Batu continued to answer calmly, "The merchant reports the loss to Mahmud’s office with the serial number. The number goes on the canceled list and distributed to all stations on the next relay cycle. From that point, no station honors a document carrying that number, whether it was lost or stolen."

Saran looked at the table for a moment, then looked at Batu with flat inquiry. "It can work, but it won’t be perfect. If a group of bandits or dishonorable merchants acts fast enough, they can fraud the system before the accounts offices and stations update their serial numbers."

"I believe the same, but the revenue it will bring should offset the losses." Khulgen intervened.

He had his document case open and had been writing while the exchanges ran. "With a fee for every exchange, silver deposited and document issued and proper surveillance, any fraud problems should not aggregate enough to justify not implementing the system."

He closed the case with the motion whose next task was clear.

"These... letters of credit can be drafted before the end of the week."

Saran shrugged with a sigh, "That covers it."

Khulgen gathered his materials and went out with the next item in his head before the current one had finished.

The administrative building was left behind, the daily work done.

Batu and Saran walked out into the street together, the Khar Kheshig around them.

The afternoon was past its peak heat, the light flat and long across the road between the administrative quarter and the market district.

The foot traffic was what it was at this hour, people moving with purpose, the ordinary density of a city that had been running its day for hours and had not finished yet.

They walked through it without ceremony, and the road made room for them, some due respect, others due necessity, a few due fear.

At the corner where the market road met a side street that stretched toward the workshop district, two men were deep in a conversation that had clearly been happening for some time.

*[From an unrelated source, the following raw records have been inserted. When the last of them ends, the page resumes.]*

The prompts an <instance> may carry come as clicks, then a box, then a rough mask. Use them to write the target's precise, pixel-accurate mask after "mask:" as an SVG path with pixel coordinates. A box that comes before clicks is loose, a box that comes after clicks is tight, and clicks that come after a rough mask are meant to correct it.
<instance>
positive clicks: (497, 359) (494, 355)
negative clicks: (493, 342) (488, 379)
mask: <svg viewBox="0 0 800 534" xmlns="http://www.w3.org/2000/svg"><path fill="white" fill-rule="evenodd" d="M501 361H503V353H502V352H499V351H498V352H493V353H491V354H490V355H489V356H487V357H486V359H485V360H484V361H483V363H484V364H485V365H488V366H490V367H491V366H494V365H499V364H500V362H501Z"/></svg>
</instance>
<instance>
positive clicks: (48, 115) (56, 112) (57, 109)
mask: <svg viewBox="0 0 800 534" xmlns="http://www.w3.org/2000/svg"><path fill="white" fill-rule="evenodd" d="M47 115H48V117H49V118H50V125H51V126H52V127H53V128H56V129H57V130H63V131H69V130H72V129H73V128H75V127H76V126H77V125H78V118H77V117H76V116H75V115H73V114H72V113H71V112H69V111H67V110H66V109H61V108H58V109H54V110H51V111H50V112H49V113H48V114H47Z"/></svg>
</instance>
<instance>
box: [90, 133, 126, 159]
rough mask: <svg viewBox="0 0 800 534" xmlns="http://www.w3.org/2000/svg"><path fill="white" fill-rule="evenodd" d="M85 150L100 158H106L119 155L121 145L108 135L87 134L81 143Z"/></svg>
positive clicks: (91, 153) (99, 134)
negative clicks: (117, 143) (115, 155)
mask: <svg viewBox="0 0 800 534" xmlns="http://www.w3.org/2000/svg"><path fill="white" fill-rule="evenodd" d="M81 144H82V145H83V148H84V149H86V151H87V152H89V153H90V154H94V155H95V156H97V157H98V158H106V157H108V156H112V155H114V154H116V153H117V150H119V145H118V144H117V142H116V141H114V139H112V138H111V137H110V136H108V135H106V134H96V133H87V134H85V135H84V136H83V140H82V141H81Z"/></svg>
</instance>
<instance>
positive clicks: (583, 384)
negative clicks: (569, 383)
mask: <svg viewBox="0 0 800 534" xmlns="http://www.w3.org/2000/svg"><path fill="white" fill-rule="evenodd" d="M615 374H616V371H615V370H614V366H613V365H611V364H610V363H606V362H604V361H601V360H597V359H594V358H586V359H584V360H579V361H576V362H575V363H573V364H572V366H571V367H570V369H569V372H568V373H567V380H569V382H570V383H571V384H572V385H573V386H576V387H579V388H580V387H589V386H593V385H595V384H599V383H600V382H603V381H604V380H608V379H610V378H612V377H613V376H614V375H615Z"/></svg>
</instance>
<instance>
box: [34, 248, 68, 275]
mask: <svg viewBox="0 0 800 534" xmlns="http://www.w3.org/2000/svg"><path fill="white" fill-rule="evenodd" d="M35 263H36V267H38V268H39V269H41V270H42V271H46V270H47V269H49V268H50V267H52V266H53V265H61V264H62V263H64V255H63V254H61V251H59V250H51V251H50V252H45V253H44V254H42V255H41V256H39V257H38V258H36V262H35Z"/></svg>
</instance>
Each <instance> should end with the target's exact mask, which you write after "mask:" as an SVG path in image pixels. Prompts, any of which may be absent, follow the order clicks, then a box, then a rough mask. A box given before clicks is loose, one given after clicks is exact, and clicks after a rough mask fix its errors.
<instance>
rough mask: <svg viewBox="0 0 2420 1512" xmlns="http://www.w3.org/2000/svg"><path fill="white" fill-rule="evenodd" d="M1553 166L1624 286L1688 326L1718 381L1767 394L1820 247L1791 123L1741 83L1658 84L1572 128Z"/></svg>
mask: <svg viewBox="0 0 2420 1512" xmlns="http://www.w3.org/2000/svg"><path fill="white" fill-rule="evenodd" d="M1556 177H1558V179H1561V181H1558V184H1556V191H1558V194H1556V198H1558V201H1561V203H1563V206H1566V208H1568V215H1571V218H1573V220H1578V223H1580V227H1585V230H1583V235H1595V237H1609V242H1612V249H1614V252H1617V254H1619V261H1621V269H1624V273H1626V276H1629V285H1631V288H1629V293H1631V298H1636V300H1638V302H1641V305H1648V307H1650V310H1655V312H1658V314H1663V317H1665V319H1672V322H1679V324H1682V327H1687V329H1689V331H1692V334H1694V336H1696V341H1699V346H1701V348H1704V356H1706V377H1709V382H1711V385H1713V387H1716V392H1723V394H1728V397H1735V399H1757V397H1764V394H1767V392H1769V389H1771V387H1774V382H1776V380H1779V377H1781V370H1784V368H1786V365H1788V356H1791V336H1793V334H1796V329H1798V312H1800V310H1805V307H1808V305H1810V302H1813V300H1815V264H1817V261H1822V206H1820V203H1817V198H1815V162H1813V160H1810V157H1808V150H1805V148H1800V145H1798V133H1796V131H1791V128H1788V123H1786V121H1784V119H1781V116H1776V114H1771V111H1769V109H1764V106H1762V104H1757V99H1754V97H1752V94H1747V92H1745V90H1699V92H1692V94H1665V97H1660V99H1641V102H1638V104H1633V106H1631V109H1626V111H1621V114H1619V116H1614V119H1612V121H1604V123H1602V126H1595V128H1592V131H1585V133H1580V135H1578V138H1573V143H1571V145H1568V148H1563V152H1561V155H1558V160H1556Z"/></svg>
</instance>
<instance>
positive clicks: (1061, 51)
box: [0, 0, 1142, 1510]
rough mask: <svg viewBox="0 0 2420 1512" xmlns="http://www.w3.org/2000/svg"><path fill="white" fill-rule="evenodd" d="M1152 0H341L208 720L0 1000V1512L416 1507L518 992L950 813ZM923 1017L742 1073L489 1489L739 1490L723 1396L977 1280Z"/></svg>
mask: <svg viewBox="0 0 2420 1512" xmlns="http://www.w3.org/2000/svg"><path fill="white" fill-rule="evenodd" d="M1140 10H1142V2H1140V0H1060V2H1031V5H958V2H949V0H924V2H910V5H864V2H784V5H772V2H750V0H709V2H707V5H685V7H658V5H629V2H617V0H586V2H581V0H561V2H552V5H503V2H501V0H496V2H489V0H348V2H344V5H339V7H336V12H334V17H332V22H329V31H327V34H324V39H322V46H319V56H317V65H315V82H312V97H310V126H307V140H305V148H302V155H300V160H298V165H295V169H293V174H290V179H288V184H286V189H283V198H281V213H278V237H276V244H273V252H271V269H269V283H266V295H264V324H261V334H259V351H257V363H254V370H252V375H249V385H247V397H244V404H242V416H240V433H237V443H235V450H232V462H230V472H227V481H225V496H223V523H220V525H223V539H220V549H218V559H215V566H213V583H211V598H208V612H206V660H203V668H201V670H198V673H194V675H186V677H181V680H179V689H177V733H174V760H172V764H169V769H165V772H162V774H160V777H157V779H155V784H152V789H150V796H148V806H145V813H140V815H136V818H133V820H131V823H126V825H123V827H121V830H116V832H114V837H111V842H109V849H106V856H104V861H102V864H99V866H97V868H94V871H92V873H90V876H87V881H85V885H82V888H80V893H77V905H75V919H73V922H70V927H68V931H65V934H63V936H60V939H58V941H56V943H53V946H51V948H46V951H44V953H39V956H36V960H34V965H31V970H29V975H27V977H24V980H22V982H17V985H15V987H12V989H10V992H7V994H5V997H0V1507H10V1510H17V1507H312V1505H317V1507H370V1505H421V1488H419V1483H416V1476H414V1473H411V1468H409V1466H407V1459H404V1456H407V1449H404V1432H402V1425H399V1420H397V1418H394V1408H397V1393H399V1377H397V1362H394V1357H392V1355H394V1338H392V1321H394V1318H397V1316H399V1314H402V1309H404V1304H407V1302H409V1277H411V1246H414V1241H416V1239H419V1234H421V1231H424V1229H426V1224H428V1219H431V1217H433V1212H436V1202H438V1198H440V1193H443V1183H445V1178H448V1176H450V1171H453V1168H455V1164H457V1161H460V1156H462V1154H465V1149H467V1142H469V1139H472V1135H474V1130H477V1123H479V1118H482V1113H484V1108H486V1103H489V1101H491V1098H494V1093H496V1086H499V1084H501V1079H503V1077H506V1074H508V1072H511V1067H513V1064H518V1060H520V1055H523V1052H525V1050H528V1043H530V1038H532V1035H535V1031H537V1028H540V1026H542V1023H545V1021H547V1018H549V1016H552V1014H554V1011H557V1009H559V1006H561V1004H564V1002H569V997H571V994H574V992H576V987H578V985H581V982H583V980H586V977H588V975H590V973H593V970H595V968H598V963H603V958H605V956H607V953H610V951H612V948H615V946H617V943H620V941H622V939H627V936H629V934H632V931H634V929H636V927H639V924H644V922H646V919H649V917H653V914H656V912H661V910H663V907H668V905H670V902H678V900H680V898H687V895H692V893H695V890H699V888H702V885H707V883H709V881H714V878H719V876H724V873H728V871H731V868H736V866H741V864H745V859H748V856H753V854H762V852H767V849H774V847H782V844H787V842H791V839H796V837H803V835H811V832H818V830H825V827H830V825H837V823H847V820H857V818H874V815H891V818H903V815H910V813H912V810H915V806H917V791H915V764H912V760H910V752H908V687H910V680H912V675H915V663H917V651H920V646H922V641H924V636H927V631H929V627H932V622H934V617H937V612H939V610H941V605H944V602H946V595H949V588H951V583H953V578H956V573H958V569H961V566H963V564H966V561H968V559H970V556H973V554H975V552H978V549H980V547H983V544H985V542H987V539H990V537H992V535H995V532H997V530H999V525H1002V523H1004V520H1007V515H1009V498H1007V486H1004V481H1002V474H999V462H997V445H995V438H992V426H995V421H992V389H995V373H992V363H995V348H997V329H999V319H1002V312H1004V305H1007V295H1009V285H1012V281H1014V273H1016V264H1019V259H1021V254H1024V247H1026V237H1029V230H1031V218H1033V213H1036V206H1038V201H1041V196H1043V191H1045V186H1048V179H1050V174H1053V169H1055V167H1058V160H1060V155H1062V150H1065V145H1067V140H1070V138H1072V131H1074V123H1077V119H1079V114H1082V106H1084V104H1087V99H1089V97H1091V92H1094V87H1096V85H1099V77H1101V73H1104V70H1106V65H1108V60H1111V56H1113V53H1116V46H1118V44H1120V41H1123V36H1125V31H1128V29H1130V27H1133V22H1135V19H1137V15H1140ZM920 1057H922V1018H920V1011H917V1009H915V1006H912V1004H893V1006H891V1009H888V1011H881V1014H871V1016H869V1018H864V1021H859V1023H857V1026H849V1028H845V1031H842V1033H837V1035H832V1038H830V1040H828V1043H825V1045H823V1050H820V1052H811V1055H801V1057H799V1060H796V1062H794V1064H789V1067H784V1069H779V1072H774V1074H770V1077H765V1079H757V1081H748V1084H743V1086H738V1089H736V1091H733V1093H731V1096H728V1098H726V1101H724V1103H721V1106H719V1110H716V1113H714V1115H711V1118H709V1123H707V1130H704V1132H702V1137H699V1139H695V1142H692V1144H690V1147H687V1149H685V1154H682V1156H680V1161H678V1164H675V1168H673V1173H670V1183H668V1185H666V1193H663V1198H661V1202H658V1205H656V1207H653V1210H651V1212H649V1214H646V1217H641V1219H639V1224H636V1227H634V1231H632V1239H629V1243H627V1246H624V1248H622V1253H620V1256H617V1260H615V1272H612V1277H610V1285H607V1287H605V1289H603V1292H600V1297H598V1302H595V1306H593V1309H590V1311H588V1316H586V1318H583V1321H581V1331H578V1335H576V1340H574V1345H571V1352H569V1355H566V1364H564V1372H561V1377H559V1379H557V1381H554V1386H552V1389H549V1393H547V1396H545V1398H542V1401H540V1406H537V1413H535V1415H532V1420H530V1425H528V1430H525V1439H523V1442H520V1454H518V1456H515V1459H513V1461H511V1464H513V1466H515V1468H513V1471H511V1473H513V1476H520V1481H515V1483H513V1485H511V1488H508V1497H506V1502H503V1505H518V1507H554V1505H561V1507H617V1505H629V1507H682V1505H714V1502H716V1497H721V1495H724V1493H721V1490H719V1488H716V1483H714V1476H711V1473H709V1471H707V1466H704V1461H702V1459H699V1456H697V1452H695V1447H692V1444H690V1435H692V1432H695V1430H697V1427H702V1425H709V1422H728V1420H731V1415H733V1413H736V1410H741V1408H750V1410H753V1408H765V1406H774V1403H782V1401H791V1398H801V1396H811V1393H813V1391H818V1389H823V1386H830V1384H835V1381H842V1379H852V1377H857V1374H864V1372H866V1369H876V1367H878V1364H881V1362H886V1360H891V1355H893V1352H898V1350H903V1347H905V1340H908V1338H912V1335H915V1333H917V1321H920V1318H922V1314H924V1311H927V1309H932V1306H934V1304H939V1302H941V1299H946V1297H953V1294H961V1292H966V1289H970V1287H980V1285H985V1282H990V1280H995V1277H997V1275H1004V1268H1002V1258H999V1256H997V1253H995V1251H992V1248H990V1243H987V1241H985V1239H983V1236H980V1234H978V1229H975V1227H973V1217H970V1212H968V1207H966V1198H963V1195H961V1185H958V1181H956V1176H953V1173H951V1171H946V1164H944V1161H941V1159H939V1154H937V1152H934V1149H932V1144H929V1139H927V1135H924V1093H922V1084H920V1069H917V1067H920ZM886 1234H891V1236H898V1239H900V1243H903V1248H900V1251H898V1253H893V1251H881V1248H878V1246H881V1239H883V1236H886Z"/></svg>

One wore a merchant’s coat and had a wrapped bundle balanced under his arm.

The other had the burned forearms and dark-stained hands of a metalworker, and he was gesturing east toward the workshop district, saying something about a piece of bronze he was having cast.

The merchant was asking about the price. He sounded interested by what he was hearing.

Neither of them looked at the two people passing them because there were plenty of other people on this road, and a few more made no particular difference.

The city moved around them, going about the business it had learned to go about on its own.